読書 | 翻訳をジェンダーする
古川弘子(著)「翻訳をジェンダーする」(ちくまプリマー新書)を読みました。
この記事では、私がこの本の内容そのものよりも、私がこの本を読んで考えたことを中心に書きます。
「翻訳をジェンダーする」という本では、主に英語の文学作品や文献がどのように訳されてきたのかを、ジェンダーに注目して分析しています。
日本語は、英語に比べると「文末詞」(役割語)が発達していますね。
たとえば、英語で「今日は暖かい」というなら、発言者が男性であるか、女性であるかを問わず「It's warm today.」と表現します。
日本語でも「今日は暖かい」という性差を感じさせない言い方はありますが、「今日は暖かいぜ!」と言えば男性っぽい感じがしますし、「今日は暖かいわ」と言えば女性っぽい感じになります。
「ぜ!」や「わ」のような言葉を文末詞(役割語)と言います。
ところで、少し前に、安西徹雄(著)「英語の発想」について書きました。
安西先生は「英語は名詞中心の構文で、日本語は動詞中心の構文である」という趣旨のことを述べていますが、「文末詞」のことも考慮すると納得することができます。
一般的に英語では、主語を必要としますが、日本語では必ずしも主語を必要としません。

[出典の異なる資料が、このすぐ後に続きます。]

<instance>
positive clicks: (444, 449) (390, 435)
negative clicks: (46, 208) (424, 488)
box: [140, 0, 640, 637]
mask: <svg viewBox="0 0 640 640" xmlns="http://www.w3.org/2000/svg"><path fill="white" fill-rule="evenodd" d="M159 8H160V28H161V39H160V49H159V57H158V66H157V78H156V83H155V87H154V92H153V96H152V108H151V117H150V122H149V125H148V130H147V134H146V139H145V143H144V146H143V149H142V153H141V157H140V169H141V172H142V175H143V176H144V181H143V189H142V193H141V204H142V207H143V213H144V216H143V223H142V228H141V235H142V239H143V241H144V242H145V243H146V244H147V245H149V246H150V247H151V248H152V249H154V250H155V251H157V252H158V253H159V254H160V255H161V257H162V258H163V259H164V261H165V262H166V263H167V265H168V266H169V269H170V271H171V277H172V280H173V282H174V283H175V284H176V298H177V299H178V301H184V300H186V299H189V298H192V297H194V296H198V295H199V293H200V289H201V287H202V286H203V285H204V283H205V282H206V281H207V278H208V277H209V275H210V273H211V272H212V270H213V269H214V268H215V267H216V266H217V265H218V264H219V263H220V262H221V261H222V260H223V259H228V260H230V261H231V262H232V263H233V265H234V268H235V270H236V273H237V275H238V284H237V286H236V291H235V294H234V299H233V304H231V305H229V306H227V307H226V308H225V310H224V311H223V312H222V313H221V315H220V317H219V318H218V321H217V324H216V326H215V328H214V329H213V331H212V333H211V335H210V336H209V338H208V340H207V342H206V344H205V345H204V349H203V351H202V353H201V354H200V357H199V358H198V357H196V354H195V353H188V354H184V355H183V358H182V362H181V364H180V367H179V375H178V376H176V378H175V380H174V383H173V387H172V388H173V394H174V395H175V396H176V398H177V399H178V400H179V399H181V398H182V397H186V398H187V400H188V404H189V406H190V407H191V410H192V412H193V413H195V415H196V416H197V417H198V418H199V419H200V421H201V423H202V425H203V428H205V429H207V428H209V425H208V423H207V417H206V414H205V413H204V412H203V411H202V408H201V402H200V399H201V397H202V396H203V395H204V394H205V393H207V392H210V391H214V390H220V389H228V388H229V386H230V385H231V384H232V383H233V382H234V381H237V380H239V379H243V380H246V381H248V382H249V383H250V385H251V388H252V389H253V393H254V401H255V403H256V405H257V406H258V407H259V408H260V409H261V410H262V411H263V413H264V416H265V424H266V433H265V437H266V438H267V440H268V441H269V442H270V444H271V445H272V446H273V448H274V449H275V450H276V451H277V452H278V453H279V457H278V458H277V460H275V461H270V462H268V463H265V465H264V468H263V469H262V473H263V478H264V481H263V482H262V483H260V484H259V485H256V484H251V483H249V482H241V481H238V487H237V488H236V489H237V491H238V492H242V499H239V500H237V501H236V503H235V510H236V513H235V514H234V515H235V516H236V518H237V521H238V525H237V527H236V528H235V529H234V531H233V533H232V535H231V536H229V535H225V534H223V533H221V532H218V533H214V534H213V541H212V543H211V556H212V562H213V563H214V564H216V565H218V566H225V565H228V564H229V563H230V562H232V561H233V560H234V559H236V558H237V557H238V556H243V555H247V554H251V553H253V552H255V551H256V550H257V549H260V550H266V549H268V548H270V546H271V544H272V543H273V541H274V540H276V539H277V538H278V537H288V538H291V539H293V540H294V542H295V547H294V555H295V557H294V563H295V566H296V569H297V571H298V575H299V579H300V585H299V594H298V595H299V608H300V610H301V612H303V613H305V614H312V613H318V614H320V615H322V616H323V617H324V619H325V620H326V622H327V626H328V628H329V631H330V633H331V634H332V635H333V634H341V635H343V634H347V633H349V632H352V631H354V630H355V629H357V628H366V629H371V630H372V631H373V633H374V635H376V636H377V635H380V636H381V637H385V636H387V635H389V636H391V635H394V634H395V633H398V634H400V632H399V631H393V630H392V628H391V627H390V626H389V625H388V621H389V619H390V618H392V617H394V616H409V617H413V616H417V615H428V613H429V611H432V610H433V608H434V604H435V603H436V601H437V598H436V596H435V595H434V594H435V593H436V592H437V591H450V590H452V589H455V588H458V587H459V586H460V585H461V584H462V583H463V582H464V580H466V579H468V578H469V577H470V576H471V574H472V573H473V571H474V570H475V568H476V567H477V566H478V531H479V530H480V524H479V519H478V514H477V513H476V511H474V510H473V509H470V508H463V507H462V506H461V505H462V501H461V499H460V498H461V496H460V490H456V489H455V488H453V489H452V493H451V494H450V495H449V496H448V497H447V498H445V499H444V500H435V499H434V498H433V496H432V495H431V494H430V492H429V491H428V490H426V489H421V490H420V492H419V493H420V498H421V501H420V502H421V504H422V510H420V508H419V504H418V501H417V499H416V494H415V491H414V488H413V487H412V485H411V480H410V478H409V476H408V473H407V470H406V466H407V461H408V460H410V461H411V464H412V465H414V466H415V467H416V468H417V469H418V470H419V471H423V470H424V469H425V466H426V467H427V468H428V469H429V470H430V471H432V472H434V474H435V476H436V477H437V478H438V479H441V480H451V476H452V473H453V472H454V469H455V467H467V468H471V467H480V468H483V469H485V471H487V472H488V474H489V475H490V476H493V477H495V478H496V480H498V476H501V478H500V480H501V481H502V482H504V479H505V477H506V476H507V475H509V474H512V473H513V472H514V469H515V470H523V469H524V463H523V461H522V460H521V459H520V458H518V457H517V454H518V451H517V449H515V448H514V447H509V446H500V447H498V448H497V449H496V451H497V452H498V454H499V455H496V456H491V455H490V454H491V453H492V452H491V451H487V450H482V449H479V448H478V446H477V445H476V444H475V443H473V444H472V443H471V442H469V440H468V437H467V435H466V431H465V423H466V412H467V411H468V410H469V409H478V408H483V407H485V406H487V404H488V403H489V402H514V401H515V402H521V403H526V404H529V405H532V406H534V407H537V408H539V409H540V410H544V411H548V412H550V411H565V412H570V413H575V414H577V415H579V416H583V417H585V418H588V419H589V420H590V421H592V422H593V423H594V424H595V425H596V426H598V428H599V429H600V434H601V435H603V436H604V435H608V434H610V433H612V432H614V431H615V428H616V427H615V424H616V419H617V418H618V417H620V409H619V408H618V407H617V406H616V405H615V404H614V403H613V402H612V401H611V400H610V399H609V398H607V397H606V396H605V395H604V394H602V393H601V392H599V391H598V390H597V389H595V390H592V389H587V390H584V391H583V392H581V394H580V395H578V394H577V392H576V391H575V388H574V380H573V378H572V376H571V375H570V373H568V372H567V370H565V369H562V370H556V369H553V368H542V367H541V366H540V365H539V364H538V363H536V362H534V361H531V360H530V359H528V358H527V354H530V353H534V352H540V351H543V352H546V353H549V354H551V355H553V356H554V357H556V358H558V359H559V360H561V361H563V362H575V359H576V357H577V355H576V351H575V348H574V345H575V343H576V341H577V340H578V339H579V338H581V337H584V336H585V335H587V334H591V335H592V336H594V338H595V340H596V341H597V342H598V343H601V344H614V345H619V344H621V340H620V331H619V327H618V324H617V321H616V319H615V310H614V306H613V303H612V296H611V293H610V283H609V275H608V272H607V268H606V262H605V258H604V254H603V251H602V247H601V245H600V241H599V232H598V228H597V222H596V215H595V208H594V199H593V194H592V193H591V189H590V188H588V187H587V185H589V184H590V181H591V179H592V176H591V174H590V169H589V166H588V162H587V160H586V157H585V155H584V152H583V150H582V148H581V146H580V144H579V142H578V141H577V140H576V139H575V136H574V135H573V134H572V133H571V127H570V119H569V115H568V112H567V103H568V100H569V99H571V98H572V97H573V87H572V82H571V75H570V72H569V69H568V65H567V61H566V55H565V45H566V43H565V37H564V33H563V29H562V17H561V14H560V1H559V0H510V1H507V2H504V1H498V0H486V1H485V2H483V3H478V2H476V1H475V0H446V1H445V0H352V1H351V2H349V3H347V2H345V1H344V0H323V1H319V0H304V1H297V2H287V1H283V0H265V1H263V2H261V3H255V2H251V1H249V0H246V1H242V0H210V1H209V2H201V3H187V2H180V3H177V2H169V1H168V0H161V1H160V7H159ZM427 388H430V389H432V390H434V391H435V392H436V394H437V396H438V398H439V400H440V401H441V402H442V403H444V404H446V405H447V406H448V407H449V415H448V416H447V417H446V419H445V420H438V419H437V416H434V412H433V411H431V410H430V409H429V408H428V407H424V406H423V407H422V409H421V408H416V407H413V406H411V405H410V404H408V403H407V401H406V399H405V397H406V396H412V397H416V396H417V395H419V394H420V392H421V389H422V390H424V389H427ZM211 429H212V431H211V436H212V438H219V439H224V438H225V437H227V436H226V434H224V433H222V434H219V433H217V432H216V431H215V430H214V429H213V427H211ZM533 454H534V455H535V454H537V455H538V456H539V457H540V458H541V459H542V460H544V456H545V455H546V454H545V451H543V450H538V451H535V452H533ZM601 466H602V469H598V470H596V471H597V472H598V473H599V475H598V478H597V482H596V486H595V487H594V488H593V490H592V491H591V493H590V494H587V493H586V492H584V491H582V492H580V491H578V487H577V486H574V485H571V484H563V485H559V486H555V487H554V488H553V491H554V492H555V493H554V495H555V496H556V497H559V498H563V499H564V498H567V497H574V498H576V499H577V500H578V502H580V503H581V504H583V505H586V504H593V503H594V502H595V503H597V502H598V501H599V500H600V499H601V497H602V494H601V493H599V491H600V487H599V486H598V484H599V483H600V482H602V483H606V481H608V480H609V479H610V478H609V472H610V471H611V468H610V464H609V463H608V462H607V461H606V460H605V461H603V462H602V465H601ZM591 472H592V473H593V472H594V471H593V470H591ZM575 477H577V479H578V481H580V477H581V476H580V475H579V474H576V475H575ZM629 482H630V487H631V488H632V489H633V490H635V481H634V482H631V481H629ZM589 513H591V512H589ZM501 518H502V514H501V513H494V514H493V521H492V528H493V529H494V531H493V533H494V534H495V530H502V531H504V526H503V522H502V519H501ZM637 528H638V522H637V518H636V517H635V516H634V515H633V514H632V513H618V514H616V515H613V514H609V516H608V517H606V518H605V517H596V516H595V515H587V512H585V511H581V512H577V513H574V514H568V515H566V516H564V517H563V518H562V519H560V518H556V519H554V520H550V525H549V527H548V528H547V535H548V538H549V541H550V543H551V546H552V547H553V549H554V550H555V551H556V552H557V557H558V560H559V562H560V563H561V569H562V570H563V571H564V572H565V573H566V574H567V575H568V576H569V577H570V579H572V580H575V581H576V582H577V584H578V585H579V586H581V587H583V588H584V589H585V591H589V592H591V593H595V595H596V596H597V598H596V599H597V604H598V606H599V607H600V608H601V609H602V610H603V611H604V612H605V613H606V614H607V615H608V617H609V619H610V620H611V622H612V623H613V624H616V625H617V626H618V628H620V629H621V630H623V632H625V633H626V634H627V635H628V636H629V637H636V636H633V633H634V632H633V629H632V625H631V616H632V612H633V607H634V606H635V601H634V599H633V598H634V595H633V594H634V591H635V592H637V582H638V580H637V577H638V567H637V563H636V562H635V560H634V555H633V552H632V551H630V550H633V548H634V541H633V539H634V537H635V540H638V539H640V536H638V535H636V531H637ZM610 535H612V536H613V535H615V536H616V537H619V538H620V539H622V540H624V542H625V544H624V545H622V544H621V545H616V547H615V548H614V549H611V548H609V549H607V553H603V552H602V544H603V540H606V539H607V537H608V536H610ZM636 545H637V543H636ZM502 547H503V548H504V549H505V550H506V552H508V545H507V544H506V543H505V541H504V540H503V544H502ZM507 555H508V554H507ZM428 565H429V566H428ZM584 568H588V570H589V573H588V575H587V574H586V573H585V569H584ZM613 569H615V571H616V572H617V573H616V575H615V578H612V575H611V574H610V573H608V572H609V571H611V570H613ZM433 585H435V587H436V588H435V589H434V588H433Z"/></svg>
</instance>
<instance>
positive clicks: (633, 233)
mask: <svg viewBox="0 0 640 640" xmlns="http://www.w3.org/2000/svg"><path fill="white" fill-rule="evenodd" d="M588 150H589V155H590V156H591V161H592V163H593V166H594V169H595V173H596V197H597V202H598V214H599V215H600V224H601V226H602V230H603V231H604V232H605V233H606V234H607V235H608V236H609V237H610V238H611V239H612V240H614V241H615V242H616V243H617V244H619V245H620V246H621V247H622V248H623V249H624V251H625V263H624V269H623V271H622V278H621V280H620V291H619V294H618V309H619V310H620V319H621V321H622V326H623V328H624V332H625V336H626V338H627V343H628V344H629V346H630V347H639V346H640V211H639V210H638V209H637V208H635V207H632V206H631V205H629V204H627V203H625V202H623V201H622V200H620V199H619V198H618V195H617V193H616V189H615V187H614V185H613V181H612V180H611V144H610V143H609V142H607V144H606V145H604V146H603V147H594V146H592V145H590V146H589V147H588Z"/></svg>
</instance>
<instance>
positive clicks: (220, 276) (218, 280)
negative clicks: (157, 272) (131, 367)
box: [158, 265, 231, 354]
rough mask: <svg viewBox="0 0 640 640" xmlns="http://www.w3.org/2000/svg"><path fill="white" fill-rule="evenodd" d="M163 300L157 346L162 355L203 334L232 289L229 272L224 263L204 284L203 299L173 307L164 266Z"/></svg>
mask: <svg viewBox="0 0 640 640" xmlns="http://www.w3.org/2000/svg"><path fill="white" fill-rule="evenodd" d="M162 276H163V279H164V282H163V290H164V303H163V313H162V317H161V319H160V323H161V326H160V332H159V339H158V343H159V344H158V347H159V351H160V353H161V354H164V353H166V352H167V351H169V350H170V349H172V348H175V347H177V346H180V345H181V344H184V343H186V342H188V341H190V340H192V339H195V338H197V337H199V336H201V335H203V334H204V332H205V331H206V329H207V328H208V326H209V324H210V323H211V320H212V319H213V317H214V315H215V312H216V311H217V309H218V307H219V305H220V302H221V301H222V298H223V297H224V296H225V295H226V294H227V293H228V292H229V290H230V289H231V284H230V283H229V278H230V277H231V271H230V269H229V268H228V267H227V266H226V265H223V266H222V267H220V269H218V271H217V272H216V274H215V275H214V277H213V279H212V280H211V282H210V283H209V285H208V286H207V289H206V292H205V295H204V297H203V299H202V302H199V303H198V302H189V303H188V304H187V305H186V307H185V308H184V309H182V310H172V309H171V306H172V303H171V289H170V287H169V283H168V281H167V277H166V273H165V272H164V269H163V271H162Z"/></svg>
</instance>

というのは、「暖かいぜ!」とか「暖かいわ」と言えば、「彼が」とか「彼女は」という主語がなくても、発言者が誰なのか、「動詞部分」から分かることが多いからです。
ある文章を日本語から英語に翻訳するときには、「He said,」「She said,」というような言葉を付け加える必要があります。そのまま訳すと、誰が言っているのか不明確になる場合があるからです。
とくに「源氏物語」のような古典では、そもそも女性は名前すら与えられていないときもありますから、日本語原文にはない「主語」を補うことが欠かせませんね。
日本語では、別に女性であっても「~ぜ!」や「~わ」を使ってもいいわけですし、必ずしも文末詞が使われるわけではありません。
けれども、「~かしら」と読めば、私は女性を想起します。日常生活の中で「~かしら」を使う女性にはあまりお目にかかることはありませんけどね。しかしながら、文末詞を使って書けば、いちいち「彼女は~と言った」のような言葉を使う必要がなくなります。小説を書くときには、文末詞を使ってみるとよいかもしれません。実際にふだん使われているかどうかに関わらず、テクニックとして使えそうです。
英語では、主語が男性であっても女性であっても、それによって動詞の活用が左右されることはありません。動詞を決めるのは、「人称」であって性別ではありません。「He」が主語でも「She」が主語でも動詞の形は同じ。
ところがロシア語では、次のようになります(Geminiに露訳させました)。
現在形では、
彼は学校に行きます。
Он идет в школу.
彼女は学校に行きます。
Она идет в школу.
となり、動詞部分は「彼」が主語でも、「彼女」が主語でも同じですが、
過去形では、
彼は学校に行きました。
Он пошел в школу.
彼女は学校に行きました。
Она пошла в школу.
のようになります。
ロシア語では、過去形の場合、
「彼」(он)が主語なら「пошел」
「彼女」(она)が主語なら「пошла」というように、異なる動詞の形をとることが「文法的に」強いられます。
この記事は頭に思い浮かんだことをそのまま書いたため、まとまりがありません。
言いたかったことは、次のことです。
①実際の男性や女性がどのように話しているかに関わらず、小説翻訳には「ジェンダー」の視点が隠れていること。
②小説を自分で書くときに、日本語の「文末詞」を使うと、書きやすくなるのではないかということ。
③日本語の文末詞は、日本語の文法上の要請に基づくものではないが、ロシア語のように文法的に性差を表すことを強いられる言語があるということ。